Affordable housing is not a product line

Some politicians don’t buy the idea that an additional supply of housing units, at any price point, will lead to more units of affordable housing. They do not accept that increasing the number of units overall, or greater supply, reduces costs.

What they see are swanky high end homes being built and swanky high income people moving in and absolutely nothing happening to the other end of society. So who’s to blame them?

In order to assist in smoothing out some of these misconceptions, it’s necessary to beg people to accept that housing is not an ordinary commodity, like clothing. Everyone needs housing and clothing, but that’s where the similarities ends.

Poli-types and activists talk about affordable housing as if it were one line of housing, like an evening gown is one line of a designer’s seasonal collection. If you only make evening gowns there’s nothing for the average Joleen to wear. We must sew up some practical shirtdresses! It’s that simple: Build affordable housing.

There are two conceptual problems with treating housing like clothing (just pick the right line for goodness sakes!) Housing is a good that is used and reused as opposed to being disposable. And secondly, in part due to this, over time (time is important) depending on how much maintenance it receives (maintenance is important) a home’s usefulness and hence value fluctuates.

When left unattended for too long, the structure depreciates and the land it sits on becomes disproportionately valuable.
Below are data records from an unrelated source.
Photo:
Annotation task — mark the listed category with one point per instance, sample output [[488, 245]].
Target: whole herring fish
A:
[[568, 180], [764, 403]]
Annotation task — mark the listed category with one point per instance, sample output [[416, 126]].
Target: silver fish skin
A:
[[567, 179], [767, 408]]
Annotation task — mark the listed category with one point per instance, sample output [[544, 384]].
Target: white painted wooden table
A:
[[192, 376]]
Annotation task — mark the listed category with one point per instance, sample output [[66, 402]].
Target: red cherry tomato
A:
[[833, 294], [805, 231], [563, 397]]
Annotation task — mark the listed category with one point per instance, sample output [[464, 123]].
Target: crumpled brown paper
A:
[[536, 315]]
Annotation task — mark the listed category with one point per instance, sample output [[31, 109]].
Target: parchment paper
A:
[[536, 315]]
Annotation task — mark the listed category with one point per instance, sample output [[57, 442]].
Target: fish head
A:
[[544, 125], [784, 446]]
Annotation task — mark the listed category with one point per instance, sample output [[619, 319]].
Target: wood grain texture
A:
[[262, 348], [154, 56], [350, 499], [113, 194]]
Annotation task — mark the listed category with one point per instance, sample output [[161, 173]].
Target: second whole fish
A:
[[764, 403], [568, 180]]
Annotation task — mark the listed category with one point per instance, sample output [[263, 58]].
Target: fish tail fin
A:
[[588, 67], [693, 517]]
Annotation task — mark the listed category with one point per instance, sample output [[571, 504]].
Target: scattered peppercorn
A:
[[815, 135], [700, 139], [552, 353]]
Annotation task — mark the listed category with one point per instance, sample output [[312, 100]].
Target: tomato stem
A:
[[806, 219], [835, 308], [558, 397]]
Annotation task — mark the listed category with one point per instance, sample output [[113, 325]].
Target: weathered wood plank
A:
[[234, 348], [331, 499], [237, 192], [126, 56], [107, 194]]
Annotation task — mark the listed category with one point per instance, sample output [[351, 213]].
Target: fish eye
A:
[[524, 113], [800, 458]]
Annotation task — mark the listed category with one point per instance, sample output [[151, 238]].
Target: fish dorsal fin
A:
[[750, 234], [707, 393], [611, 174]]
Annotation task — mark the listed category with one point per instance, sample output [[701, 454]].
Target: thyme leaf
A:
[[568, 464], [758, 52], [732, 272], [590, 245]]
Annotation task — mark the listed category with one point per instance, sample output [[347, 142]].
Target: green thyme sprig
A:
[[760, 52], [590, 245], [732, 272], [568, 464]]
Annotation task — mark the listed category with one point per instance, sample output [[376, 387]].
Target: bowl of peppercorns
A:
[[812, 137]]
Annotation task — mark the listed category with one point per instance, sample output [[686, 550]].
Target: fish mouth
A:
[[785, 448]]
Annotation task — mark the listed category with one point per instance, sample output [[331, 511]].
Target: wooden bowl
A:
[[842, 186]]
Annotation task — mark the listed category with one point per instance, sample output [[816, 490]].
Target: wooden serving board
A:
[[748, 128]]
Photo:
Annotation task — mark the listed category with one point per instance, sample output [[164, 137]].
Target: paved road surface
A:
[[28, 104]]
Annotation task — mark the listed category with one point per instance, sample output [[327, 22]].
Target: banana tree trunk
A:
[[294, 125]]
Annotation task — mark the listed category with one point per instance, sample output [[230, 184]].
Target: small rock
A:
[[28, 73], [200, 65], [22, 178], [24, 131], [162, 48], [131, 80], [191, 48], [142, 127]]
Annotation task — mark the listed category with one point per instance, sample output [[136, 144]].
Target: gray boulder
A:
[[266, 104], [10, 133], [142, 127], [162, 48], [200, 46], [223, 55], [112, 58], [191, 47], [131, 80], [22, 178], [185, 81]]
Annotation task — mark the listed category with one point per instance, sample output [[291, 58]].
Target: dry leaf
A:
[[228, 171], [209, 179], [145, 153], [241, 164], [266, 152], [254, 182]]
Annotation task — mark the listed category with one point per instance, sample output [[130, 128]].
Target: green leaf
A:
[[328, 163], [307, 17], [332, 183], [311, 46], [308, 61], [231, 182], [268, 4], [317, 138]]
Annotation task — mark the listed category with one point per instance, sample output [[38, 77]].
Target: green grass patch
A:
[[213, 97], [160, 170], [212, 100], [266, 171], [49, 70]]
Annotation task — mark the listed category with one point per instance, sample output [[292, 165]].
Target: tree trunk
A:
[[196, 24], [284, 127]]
Whereas a community doesn’t want too much time to pass with too little maintenance (which creates slums), this is often the scenario playing out for NOAH (naturally occurring affordable housing). A long time landlord may get to the point of not being energized by upgrades and flashy renovations. He or she may be riding out the property’s usefulness as long as the tenants are amicable.

But time never stops. And mechanicals get old. So these situations are only sustainable for so long. When left unattended for too long, the structure depreciates and the land it sits on becomes disproportionately valuable. Down comes the structure to make way for a swanky new one.

Since new is expensive, expensive people move-in. But as long as the new construction is adding units to the pool of housing, and not just being filled with newcomers, then homes are freed up for folks to stair step up through more choices.